In Caracas, alternative Chavist candidate Eduardo Saman, who was supported by the Communist Party (PCV), competed with the PSUV’s Erika Farías. Farías’ people played a dirty game, using overt clientelism to leverage voters and positioning party cadres around the poles to spread the rumor that her opponent had resigned. In this case, the unfair pressure on voters was unnecessary: Farías won by an ample margin because her opponent is little known, especially among younger voters.

Why does the government play so hard against Chavista alternatives, even against options that have emerged within the Chavista Grand Patriotic Pole bloc that includes (together with the PSUV) PPT, Tupamaros, Redes and the Communist Party? One answer is that political culture in this country has been despotic and clientelist for at least a century. The United Socialist Party (PSUV) was constructed in a great hurry, and it reproduced many of the most problematic characteristics of this culture of power.

Yet the recent rise in hardball politics also relates to the political conjuncture.
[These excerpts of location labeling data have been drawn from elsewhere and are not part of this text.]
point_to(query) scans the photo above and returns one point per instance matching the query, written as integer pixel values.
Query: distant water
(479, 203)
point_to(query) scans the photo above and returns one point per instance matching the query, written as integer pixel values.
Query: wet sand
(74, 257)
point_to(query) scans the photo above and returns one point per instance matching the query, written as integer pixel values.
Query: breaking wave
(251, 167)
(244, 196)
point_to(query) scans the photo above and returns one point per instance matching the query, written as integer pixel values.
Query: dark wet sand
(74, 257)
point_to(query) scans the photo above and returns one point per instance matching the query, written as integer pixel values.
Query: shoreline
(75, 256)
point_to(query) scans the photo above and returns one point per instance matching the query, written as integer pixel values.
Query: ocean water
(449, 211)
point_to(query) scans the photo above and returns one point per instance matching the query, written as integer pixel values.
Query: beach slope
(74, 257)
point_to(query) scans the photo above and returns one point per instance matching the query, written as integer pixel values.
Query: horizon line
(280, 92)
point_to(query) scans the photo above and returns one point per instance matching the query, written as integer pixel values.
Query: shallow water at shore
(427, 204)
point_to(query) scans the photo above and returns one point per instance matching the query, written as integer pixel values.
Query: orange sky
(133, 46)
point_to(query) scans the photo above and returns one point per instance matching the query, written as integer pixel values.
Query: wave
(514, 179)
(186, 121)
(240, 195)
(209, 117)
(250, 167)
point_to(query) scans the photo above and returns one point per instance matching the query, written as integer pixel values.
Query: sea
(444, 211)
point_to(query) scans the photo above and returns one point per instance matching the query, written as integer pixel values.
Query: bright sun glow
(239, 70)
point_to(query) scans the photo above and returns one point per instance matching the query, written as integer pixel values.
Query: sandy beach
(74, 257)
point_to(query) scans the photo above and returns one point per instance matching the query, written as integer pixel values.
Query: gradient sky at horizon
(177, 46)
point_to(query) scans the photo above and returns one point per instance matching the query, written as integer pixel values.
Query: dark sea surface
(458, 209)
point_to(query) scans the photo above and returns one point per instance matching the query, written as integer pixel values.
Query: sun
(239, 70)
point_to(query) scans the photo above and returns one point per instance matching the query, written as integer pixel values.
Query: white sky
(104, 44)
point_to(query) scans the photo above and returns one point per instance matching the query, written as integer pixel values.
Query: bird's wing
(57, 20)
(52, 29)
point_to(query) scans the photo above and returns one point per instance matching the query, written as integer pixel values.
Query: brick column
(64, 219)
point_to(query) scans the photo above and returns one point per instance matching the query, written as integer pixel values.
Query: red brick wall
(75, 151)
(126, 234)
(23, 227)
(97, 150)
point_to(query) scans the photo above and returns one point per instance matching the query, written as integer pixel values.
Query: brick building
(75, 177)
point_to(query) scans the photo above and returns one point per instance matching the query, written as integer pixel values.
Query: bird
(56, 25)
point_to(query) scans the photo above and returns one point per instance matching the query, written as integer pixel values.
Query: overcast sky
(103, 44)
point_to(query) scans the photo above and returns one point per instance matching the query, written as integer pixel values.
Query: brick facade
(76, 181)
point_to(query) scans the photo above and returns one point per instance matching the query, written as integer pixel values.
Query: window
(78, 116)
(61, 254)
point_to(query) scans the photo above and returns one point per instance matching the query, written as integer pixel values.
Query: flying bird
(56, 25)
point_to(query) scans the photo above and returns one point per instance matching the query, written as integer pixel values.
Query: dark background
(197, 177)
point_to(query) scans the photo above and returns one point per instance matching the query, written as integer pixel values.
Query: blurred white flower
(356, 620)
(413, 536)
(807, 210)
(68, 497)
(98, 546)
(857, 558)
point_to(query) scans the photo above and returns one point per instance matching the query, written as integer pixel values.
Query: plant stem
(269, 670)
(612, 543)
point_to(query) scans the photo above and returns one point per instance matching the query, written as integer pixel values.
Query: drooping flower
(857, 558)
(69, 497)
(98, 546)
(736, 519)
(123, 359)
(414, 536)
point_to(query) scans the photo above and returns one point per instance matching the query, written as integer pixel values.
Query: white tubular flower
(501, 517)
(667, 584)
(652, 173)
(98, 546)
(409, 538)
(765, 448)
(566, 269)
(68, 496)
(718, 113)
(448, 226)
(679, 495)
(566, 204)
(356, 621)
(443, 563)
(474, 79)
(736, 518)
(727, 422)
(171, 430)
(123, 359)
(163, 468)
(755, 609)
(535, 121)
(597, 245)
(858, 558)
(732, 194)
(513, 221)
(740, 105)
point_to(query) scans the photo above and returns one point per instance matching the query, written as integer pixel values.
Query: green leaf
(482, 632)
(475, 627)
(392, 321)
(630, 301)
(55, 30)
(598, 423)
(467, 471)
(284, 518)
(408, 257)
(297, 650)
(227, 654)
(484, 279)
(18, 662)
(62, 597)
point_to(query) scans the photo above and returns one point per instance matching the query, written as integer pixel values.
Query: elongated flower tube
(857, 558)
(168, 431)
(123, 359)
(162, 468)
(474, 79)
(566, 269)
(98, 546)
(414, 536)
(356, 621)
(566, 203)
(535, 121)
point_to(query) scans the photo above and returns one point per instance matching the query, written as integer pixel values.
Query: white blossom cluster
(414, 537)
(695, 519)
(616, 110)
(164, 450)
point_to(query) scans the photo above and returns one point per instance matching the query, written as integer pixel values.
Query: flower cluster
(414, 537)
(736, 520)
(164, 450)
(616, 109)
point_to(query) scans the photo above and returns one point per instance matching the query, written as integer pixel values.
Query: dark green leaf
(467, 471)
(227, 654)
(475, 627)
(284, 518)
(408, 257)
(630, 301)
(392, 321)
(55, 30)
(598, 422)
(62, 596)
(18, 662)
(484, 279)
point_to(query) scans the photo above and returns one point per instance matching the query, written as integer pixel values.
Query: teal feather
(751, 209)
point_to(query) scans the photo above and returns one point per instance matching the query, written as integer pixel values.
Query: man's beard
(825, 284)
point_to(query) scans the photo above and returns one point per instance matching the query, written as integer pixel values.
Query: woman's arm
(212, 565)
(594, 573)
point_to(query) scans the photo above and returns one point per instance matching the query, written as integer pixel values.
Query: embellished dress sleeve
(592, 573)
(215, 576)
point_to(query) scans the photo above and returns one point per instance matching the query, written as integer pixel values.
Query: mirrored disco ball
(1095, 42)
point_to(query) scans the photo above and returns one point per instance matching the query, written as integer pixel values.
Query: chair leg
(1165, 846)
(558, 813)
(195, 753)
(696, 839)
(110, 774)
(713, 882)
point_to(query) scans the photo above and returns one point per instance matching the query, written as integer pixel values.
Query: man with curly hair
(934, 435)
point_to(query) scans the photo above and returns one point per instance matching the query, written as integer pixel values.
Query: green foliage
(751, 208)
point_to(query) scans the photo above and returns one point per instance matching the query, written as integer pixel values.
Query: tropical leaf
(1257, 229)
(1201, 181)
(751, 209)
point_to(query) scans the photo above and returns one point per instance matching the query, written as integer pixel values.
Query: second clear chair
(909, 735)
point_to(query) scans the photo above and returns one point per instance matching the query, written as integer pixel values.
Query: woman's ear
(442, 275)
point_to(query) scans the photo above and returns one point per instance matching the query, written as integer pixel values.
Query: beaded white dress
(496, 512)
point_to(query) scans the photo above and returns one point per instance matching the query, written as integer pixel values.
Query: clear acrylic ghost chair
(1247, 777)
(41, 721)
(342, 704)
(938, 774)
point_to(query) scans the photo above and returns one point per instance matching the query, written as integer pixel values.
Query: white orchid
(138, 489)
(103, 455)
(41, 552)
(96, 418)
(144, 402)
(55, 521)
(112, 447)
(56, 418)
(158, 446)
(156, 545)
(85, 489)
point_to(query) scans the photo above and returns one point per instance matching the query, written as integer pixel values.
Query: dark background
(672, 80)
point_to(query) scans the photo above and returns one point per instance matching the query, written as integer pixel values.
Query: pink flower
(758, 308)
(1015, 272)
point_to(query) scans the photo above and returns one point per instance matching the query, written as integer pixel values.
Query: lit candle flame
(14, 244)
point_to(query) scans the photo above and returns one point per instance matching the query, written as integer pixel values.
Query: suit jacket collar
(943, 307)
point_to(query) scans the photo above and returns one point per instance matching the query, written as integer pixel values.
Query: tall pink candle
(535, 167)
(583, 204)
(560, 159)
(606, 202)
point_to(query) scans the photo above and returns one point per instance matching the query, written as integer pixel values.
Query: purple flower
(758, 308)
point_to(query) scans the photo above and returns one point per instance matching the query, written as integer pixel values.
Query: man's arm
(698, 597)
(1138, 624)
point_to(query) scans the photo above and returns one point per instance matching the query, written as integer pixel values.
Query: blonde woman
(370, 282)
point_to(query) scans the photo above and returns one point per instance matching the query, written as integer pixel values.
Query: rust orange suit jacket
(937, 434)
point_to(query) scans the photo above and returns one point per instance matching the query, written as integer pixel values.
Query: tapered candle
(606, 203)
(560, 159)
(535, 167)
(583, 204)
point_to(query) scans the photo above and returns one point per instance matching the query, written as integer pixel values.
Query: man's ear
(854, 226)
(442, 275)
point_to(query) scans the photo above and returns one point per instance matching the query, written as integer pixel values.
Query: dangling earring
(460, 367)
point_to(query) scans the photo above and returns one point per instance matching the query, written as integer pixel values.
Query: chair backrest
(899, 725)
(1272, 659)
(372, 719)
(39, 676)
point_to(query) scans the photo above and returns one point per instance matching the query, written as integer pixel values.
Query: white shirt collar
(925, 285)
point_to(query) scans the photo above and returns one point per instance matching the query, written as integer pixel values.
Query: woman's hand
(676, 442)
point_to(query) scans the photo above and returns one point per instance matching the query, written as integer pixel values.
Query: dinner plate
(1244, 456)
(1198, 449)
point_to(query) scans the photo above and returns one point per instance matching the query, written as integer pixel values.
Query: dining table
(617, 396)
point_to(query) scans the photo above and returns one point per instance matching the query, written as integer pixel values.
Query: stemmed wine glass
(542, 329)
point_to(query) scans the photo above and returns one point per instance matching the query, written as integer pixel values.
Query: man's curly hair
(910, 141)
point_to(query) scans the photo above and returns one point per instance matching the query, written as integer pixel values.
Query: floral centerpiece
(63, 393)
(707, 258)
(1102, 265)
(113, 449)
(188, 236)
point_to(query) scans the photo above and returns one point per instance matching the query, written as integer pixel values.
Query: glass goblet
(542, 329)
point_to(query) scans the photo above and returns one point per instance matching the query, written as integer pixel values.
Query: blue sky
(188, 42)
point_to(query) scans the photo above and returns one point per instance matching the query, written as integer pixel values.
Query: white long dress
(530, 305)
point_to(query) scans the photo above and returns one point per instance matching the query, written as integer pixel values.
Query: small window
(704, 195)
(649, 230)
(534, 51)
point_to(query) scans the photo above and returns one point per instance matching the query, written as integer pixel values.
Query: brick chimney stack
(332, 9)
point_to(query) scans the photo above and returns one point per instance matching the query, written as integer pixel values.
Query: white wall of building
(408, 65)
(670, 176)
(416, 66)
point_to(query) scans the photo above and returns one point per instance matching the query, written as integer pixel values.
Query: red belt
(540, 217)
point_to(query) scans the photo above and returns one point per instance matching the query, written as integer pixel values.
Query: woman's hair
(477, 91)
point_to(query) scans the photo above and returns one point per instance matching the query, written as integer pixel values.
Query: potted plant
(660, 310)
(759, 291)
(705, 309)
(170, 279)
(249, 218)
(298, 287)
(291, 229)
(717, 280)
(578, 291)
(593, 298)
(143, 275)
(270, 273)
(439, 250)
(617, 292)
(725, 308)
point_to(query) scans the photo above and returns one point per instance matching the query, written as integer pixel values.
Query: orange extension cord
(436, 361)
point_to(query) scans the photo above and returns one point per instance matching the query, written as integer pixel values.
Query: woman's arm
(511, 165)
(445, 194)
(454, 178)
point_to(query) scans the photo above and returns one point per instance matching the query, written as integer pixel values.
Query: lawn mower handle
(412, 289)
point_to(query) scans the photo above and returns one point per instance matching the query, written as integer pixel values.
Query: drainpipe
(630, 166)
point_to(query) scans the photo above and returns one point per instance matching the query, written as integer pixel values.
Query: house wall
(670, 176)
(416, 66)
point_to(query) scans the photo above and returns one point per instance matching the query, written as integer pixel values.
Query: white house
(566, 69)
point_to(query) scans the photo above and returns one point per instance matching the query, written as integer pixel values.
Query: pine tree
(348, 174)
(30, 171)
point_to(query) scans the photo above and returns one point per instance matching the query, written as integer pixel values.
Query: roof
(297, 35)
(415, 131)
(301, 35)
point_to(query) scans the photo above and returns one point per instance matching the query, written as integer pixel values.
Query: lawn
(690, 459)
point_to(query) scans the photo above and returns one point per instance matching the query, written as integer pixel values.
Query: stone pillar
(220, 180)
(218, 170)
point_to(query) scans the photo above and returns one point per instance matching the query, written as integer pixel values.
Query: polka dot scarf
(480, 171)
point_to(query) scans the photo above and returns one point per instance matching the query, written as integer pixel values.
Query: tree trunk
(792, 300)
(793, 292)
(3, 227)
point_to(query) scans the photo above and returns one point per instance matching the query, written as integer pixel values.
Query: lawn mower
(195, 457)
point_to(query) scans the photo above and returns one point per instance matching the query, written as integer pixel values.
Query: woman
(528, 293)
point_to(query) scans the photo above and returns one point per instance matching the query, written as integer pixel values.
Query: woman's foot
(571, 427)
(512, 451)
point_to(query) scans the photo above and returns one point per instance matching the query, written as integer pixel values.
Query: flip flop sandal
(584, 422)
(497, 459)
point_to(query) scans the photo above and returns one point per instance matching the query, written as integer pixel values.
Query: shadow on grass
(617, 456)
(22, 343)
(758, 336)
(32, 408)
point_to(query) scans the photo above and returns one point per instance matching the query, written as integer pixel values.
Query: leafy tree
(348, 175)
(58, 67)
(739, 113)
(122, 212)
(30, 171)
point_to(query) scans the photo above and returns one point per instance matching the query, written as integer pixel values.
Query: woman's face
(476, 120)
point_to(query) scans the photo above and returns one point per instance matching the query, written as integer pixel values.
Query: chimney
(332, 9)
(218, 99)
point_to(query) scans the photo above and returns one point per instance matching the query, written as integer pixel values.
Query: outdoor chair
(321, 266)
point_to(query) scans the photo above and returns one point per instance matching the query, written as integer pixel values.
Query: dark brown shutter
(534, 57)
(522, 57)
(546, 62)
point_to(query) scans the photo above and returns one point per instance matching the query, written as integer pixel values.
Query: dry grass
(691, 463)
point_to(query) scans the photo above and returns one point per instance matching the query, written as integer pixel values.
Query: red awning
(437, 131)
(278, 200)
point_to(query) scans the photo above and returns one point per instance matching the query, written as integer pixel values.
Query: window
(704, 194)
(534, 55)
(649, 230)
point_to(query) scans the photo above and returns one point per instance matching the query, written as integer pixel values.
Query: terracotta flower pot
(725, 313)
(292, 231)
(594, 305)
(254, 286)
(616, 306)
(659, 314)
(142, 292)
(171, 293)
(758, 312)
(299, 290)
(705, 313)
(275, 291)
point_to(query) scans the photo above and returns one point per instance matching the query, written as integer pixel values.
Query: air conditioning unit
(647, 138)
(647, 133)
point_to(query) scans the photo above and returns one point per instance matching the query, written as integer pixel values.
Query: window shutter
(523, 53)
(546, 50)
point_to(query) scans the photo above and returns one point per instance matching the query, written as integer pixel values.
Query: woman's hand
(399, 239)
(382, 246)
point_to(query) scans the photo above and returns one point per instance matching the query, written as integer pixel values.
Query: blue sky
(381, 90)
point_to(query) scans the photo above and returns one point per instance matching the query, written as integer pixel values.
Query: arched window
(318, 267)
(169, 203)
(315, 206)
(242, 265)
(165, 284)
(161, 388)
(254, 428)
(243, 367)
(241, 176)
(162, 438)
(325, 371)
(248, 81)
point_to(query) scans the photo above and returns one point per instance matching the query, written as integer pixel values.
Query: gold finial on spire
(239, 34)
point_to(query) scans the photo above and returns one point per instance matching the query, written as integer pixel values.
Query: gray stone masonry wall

Governments and movements need unquestioning obedience when they are developing pacts with historical enemies that will damage their original bases. The Mexican PRI party worked in the same manner during its move to the right that began in the 1940s, after Lazaro Cárdenas’ presidency. In Venezuela, negotiations with the political opposition and generous concessions made to the local capitalist class speak for a similar “right turn” taking place under our noses.

The last year in Venezuela has seen the birth of mass organizations and projects such as Somos Venezuela and Plan Chamba Juvenil. The government has used these far from spontaneous movements to capture youth that know little about the original impulse of the Bolivarian Revolution. Because of the dire economic situation, they are easily attracted by modest stipends. Along with other stipend programs, such organizations form the base of a new Chavismo that the government feels it can count on for uncritical support, even when compromising with class enemies.

Chavistas who want to oppose this kind of pact and preserve the original socialist project will need a great deal of political shrewdness. Contradictions with the governing group need to be downplayed, since this group has Chávez’s mark of approval and is also a bulwark against imperialism. Nor can the different popular and grassroots Chavista movements work alone. Instead, they will need to organize across Venezuela’s vast territory and build a solid alliance between both urban and rural revolutionary Chavismo. Only then will this bloc be strong enough to maintain the course toward socialism.